Au terme de sa propre vie, quelques siècles plus tard, on le coupe pour en faire du bois d’œuvre. La bille de bois est alors sciée en planche et séchée à l’air libre jusqu’à ce qu’un artisan arrive au moulin pour en acheter les meilleurs spécimens. Avec les soins et le respect qui lui sont dus, le pin blanc est graduellement morcelé, dégauchi, taillé, raboté, sculpté, ouvré, assemblé, sablé, teint, ciré et poli pour être transformé en un modeste petit buffet deux corps. Puis le meuble est acheté par un homme anonyme de la ville, quelqu’un de bienveillant, mais sans plus. C’est à ce moment qu’il est transporté loin de l’atelier d’où il a vu le jour. Un nouveau cycle commence.
On ouvre, on ferme ses portes cent fois, mille fois. On éprouve les tasseaux de tiroirs, on entretient, on rafistole, on astique, on cire, on polit sa surface. Les taquets d’origine cèdent. On en rajoute de nouveau. Cent ans passent. La corniche a disparu, personne ne se rappelle comment ni pourquoi. On l’a même remplacé par une corniche d’un autre style. On s’est cogné le petit orteil des dizaines de fois dessus, on a éprouvé le bas des pattes à coup de jouets d’enfant, on a forcé les pentures moult fois encore. On lui fait la vie dure et bien que stigmatisé par l’œuvre mesquine des vers, quoique creusé par les dents des souris, le pin blanc de la forêt laurentienne poursuit encore et toujours sa vie à travers ce meuble discret qu’on a acculé un jour au mur d’une demeure ordinaire d’une ville tranquille de l’Amérique du Nord. Un petit miracle qui mériterait encore une fois qu’on s’arrête ici. Mais non.

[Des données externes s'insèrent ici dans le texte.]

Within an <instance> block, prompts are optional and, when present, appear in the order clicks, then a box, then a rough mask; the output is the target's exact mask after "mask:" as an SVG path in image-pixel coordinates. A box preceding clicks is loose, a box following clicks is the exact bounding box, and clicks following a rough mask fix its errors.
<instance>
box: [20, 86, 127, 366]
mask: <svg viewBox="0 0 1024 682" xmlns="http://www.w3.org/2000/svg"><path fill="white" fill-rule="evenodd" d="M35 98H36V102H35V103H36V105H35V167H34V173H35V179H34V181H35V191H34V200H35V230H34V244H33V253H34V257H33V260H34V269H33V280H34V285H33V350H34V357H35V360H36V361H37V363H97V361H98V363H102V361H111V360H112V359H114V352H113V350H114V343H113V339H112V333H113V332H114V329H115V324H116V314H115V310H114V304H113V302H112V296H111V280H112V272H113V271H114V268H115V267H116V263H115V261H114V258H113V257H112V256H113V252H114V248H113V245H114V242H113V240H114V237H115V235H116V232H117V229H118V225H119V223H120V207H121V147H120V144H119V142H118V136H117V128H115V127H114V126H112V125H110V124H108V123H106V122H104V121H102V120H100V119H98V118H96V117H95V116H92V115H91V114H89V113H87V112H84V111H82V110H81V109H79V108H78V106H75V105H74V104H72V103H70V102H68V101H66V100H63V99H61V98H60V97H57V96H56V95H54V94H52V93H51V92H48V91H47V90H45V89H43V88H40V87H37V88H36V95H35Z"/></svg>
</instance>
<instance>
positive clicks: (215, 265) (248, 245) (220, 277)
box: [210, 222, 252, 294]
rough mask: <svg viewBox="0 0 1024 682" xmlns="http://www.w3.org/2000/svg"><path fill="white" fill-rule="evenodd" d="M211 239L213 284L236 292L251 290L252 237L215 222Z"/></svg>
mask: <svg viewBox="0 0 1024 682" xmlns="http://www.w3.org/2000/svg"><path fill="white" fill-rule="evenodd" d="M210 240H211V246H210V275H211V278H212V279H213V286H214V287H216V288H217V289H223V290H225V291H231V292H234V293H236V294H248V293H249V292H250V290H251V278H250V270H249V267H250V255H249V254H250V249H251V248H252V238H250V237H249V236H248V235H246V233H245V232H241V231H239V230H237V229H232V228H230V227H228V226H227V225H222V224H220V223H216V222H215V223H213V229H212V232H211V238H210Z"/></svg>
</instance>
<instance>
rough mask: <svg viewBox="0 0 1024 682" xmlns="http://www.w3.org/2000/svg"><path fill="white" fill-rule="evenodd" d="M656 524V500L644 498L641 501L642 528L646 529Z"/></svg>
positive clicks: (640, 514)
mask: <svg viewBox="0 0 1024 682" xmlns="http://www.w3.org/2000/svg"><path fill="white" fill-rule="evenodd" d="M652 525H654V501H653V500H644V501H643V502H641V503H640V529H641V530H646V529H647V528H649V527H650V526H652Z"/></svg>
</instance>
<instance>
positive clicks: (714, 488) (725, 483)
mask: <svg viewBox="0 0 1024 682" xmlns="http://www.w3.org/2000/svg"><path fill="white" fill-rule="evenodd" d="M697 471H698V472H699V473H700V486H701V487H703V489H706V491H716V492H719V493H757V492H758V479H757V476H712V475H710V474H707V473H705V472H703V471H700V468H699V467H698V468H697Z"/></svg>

Il s’en suit une longue période de léthargie. Le buffet est boudé et remplacé par du mobilier plus moderne. C’est bien connu, la mode mange du patrimoine à toutes les générations. Des décennies de poussière s’accumulent sur le buffet qui s’est retrouvé caché derrière le vieux Ford au fond du hangar. On y range désormais les outils huileux. Un autre demi-siècle s’écoule jusqu’au jour où un œil averti de collectionneur passant par là s’y attarde et le déterre de son trou sombre. Son propriétaire ne lui accorde plus d’importance depuis longtemps déjà. Il ne se rappelle même plus d’où il vient. L’a-t-il déjà su? Par indifférence, il le donne. Il ne le vend pas, non, il le donne.
C’est alors qu’on trouve une date gravée derrière: 1807. L’inscription est subtile, il faut prendre le temps. Le Pin qui l’a mis au monde a vu le jour bien avant la colonisation de l’Amérique. C’est donc dire qu’à lui seul le meuble convoie cinq siècles de légendes. On trouve aussi une signature, celle de l’artisan. Des spécialistes l’évaluent, comme on le ferait avec de vieilles voitures de collection. Son âge, sa facture, l’authenticité de son fini, la rusticité de sa construction, sa signature, sa datation gonflent toute sa valeur si bien qu’il devient absolument hors de prix pour le commun des mortels. Un riche collectionneur allemand met le grappin dessus dans une vente à huis clos quelque part dans une métropole. Personne ne peut rien y faire. Le Pin blanc quitte encore une fois vers des contrées éloignées, mais cette fois il ne repart pas tout seul. Cette fois, avec lui s’en vont mille histoires et récits de vie qui racontent intimement tout ce qu’ont été les êtres qui ont croisé son parcours. Avec lui s’en va une vraie petite légende tranquille, tout un patrimoine bâti d’une culture devenue amnésique de son histoire.
Imaginons qu’on puisse connaître à l’avance l’histoire passée des meubles qui occuperont nos jours à venir. Peut-être alors accorderions-nous plus de valeur à ces objets inanimés qui meublent l’intérieur de nos maisons. Peut-être alors aurions-nous un authentique héritage de notre patrimoine bâti à léguer à nos enfants. C'est du moins le pari que je prends aujourd'hui à une époque charnière de notre histoire où jeter est devenu aussi banal qu'acheter. Chaque geste pèse dans la balance de nos vies et de notre culture.